A newer version of Platform is available.

View latest

Invocation Lifecycle

When a write is requested with the methods, such as map.put() or queue.offer(), a write operation is submitted to the Hazelcast member that owns the primary replica of the specific partition. Partition of an operation is determined based on a parameter (key of an entry or name of the data structure, etc.) related to that operation depending on the data structure. Target Hazelcast member is figured out by looking up a local partition assignment/ownership table, which is updated on each partition migration and broadcasted to all cluster eventually.

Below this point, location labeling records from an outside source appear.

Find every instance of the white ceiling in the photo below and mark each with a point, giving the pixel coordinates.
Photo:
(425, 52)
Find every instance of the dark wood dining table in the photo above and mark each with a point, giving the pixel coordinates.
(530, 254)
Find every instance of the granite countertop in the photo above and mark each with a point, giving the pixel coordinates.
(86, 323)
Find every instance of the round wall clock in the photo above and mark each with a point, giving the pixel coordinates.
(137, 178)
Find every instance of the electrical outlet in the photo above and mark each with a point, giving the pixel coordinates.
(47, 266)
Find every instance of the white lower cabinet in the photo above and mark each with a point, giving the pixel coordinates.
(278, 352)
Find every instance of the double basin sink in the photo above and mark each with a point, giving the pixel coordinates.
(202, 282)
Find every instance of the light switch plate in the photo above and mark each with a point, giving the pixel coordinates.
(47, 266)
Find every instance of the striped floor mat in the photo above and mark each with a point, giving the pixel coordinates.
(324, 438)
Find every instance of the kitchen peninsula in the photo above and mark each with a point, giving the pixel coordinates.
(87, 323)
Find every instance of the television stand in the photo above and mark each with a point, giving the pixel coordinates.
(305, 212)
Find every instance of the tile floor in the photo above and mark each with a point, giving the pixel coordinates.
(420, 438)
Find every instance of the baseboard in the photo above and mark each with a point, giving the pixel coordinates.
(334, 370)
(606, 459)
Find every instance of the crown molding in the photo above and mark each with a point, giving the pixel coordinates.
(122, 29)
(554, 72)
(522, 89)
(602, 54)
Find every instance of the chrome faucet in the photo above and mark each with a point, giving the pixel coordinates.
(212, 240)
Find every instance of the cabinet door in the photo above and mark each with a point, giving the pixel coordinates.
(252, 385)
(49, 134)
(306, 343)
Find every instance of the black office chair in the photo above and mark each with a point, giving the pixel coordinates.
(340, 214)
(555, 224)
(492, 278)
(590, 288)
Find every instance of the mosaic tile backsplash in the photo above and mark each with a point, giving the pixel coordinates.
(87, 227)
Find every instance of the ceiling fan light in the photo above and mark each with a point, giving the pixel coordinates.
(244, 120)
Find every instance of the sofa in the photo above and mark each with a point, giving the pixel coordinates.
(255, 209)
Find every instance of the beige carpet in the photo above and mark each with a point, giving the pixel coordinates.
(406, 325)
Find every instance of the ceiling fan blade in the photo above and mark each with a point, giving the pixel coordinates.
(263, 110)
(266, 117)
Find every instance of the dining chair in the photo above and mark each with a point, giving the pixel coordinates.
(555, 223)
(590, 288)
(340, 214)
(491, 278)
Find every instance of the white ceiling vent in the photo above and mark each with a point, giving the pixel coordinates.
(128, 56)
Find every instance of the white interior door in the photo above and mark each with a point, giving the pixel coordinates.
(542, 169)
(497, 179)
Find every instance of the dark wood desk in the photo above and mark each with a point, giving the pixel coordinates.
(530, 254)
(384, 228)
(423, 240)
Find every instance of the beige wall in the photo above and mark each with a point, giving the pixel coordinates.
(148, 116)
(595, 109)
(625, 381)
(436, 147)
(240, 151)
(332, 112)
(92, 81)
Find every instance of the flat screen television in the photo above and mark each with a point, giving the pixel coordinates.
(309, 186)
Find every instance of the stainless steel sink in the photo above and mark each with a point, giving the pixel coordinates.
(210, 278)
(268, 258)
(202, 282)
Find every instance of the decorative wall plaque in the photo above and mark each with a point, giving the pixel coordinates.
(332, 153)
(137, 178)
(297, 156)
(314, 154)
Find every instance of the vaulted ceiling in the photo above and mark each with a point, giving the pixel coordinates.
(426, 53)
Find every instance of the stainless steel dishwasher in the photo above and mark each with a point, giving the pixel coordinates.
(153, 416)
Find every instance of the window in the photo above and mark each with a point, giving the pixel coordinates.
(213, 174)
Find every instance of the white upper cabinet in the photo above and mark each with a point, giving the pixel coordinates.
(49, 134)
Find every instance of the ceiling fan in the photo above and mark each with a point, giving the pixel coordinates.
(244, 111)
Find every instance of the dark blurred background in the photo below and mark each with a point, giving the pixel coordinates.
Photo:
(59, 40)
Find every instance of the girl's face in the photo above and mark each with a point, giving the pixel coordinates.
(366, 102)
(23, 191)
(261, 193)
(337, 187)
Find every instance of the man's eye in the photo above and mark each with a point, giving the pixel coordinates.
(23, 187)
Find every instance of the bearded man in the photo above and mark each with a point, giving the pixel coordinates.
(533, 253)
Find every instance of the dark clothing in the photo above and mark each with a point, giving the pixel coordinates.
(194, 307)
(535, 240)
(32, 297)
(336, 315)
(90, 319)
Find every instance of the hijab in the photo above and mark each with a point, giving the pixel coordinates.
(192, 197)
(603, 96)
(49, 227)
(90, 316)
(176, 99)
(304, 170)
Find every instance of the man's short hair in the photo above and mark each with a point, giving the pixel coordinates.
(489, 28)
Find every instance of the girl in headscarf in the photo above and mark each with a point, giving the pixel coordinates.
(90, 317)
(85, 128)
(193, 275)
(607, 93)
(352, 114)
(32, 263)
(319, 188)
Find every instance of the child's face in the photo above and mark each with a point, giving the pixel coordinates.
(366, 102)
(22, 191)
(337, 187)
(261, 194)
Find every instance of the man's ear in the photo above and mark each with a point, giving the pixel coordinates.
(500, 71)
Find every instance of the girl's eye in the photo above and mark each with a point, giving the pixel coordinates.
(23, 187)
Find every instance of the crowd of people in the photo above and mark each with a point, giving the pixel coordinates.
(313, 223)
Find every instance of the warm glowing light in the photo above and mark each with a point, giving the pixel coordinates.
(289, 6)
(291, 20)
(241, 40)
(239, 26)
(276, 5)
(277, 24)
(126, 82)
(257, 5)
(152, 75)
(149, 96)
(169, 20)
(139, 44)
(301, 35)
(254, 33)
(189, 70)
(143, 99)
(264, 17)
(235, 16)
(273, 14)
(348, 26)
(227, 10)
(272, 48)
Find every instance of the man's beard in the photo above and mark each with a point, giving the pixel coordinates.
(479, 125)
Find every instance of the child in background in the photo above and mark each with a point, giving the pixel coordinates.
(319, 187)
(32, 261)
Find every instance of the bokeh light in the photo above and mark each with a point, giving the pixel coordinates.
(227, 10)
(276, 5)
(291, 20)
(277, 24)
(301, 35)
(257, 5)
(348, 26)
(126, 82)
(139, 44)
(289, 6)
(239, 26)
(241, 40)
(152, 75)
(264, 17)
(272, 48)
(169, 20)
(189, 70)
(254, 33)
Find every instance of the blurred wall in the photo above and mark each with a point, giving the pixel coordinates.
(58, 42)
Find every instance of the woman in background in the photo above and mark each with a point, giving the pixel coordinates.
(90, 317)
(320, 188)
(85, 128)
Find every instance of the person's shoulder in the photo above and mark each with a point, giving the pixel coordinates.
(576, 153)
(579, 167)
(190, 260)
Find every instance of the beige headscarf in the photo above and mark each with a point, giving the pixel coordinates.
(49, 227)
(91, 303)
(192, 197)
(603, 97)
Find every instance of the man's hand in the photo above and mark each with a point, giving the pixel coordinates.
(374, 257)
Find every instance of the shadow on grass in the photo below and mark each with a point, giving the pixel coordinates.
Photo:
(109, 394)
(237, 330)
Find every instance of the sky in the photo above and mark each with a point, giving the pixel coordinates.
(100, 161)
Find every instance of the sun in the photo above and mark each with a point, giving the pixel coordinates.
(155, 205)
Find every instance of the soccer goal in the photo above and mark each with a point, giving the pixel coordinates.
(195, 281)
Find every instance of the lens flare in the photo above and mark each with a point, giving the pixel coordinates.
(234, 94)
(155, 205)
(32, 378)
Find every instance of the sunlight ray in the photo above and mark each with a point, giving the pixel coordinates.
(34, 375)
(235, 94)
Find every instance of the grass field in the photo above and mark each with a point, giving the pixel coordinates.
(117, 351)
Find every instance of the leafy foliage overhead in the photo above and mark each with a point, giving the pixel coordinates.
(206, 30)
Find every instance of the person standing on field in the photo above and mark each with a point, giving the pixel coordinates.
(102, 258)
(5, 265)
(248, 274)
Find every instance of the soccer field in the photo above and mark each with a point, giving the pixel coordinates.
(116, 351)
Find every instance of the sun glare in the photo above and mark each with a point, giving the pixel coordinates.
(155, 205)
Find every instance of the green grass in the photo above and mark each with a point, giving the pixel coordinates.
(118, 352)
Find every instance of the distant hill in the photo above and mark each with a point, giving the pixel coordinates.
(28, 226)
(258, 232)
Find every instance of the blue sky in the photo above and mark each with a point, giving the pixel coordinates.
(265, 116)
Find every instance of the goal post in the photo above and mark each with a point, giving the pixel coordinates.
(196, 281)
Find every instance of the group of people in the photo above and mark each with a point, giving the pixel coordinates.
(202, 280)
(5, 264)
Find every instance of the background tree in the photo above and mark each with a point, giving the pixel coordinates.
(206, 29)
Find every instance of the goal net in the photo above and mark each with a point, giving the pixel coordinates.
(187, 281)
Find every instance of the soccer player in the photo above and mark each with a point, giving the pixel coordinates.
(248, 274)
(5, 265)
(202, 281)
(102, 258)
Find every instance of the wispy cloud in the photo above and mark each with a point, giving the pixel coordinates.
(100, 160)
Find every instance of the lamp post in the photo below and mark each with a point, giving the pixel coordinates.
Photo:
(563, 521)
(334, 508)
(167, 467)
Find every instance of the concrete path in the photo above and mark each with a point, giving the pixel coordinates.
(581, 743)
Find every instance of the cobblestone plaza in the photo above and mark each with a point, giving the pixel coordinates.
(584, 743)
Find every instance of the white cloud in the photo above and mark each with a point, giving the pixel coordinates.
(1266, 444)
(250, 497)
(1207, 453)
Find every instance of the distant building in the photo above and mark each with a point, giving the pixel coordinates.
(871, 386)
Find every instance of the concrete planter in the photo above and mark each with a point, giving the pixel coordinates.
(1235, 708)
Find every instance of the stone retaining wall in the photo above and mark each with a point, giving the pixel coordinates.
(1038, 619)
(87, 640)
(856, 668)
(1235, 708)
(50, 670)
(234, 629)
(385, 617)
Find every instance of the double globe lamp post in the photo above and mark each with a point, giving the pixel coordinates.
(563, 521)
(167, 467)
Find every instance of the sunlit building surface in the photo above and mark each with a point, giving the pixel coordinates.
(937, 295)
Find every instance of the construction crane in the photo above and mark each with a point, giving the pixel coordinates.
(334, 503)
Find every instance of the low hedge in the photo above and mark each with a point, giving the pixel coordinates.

When a Hazelcast member receives a partition specific operation, it executes the operation and propagates it to backup replica(s) with a logical timestamp. Number of backups for each operation depends on the data structure and its configuration. See Threading Model - Operation Threading for threading details.

Two types of backup replication are available: sync and async. Despite what their names imply, both types are still implementations of the lazy (async) replication model. The only difference between sync and async is that, the former makes the caller block until backup updates are applied by backup replicas and acknowledgments are sent back to the caller, but the latter is just fire & forget. Number of sync and async backups are defined in the data structure configurations, and you can use a combination of sync and async backups.

When backup updates are propagated, response of the execution including number of sync backup updates is sent to the caller and after receiving the response, caller waits to receive the specified number of sync backup acknowledgements for a predefined timeout. This timeout is 5 seconds by default and defined by the system property hazelcast.operation.backup.timeout.millis (see System Properties appendix).

A backup update can be missed because of a few reasons, such as a stale partition table information about a backup replica member, network interruption, or a member crash. That’s why sync backup acks require a timeout to give up. Regardless of being a sync or async backup, if a backup update is missed, the periodically running anti-entropy mechanism detects the inconsistency and synchronizes backup replicas with the primary. Also the graceful shutdown procedure ensures that all backup replicas for partitions whose primary replicas are assigned to the shutting down member will be consistent.

In some cases, although the target member of an invocation is assumed to be alive by the failure detector, the target may not execute the operation or send the response back in time. Network splits, long pauses caused by high load, GC or I/O (disk, network) can be listed as a few possible reasons. When an invocation doesn’t receive any response from the member that owns primary replica, then invocation fails with an OperationTimeoutException. This timeout is 2 minutes by default and defined by the system property hazelcast.operation.call.timeout.millis (System Properties appendix). When timeout is passed, result of the invocation will be indeterminate.